Le jugement rendu par le juge des contentieux de la protection du tribunal judiciaire de Versailles le 16 janvier 2026 concerne un litige locatif opposant un bailleur social à sa locataire. Une clause résolutoire était insérée dans le bail du 4 mai 2021, et un commandement de payer avait été signifié le 10 octobre 2024. La locataire n’ayant pas apuré sa dette dans le délai de deux mois, le bailleur a saisi le juge pour voir constater la résiliation du bail et obtenir l’expulsion. La question centrale était de savoir si les conditions de l’acquisition de la clause résolutoire étaient réunies et si des délais de paiement pouvaient être accordés. Le juge a constaté l’acquisition de la clause résolutoire tout en suspendant ses effets par l’octroi de délais de paiement.

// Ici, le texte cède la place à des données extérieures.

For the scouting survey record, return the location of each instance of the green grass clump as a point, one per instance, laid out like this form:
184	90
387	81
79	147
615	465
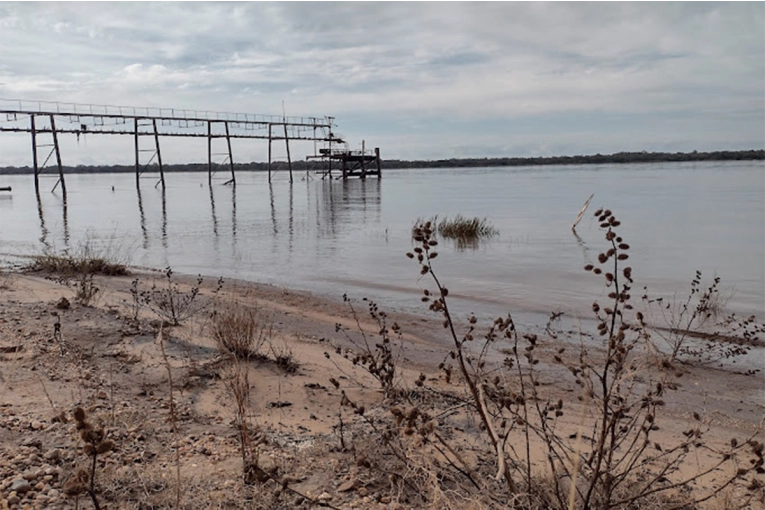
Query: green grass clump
466	229
86	259
68	265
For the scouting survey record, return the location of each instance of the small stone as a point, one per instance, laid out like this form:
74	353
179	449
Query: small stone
32	442
346	486
20	486
52	455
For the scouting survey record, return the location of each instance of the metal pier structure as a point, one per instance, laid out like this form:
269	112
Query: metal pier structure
350	163
45	121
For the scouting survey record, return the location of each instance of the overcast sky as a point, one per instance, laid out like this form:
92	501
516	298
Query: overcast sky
420	79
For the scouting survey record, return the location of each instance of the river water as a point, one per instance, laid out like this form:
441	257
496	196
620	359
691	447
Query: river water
334	237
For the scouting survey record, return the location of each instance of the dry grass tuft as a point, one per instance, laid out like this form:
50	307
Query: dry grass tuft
466	229
236	332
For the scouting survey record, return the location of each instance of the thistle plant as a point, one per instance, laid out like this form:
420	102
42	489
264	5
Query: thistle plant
84	480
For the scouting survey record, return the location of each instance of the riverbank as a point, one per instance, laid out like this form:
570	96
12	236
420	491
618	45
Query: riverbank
57	354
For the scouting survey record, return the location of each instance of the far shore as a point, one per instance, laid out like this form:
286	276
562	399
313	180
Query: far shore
394	164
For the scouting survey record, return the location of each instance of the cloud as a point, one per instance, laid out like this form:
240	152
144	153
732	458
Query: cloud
444	63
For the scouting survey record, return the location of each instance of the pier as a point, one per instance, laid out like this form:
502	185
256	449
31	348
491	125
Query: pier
46	121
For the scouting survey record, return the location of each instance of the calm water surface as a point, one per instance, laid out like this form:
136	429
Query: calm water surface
334	237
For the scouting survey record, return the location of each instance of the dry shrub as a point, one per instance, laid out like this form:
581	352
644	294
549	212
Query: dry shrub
87	258
508	415
236	332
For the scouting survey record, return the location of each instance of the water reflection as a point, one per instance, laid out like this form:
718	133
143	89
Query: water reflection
164	219
233	213
212	209
273	207
582	245
43	229
346	202
142	215
65	213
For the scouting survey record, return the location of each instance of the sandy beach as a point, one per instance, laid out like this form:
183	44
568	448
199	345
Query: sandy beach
57	354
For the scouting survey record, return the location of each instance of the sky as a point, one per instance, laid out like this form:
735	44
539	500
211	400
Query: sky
420	79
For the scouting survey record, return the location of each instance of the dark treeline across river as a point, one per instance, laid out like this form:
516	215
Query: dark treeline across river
596	159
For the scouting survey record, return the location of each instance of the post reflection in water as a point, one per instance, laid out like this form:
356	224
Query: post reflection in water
212	209
164	219
43	229
273	207
142	218
233	213
65	212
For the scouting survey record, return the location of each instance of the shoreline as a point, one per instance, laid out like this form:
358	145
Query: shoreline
117	373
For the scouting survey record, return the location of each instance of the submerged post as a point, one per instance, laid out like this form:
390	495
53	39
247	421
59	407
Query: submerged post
137	154
34	153
287	143
269	151
329	148
159	153
58	155
363	157
209	153
230	156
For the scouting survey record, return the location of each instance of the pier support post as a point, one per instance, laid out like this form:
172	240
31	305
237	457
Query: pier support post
329	148
34	153
159	153
137	154
58	156
270	139
230	156
287	144
363	164
209	153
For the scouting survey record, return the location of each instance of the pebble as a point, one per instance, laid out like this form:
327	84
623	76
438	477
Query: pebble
20	486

I. L’acquisition certaine de la clause résolutoire
Le juge vérifie d’abord la recevabilité de la demande avant de constater le jeu de la clause contractuelle. La bailleresse justifie avoir saisi la commission de coordination des actions de prévention des expulsions locatives et dénoncé l’assignation au préfet dans les délais légaux. Le commandement de payer délivré le 10 octobre 2024 vise expressément la clause résolutoire et reproduit les textes applicables. Le juge constate que la locataire n’a pas réglé la totalité de la somme due dans les deux mois suivant cet acte. Il en déduit que “les conditions de l’article précité étant réunies, il convient d’accorder des délais de paiement” après avoir préalablement établi l’acquisition de la clause. Cette solution est d’une valeur classique car elle applique strictement les conditions de l’article 24 de la loi du 6 juillet 1989. La portée de cette constatation est de permettre la suspension des effets de la clause résolutoire par l’octroi de délais.
II. La suspension conditionnelle des effets de la résiliation
Le juge subordonne la suspension des effets de la clause résolutoire au respect des délais de paiement accordés à la locataire. Il relève que la locataire a fourni d’importants efforts en versant notamment deux acomptes significatifs avant l’audience. Le bailleur ne s’opposant pas à cette mesure, le juge autorise un paiement échelonné de la dette en trente mensualités. Il précise que “les effets de la clause résolutoire seront suspendus pendant le cours des délais de paiement accordés”. Cette solution a le sens d’un équilibre entre le droit de propriété du bailleur et la protection de la locataire de bonne foi. Sa valeur est de rappeler le caractère conditionnel de la suspension qui cède en cas de non-respect des échéances. La portée de cette décision est d’offrir une seconde chance à la locataire tout en maintenant la menace de l’expulsion comme sanction ultime.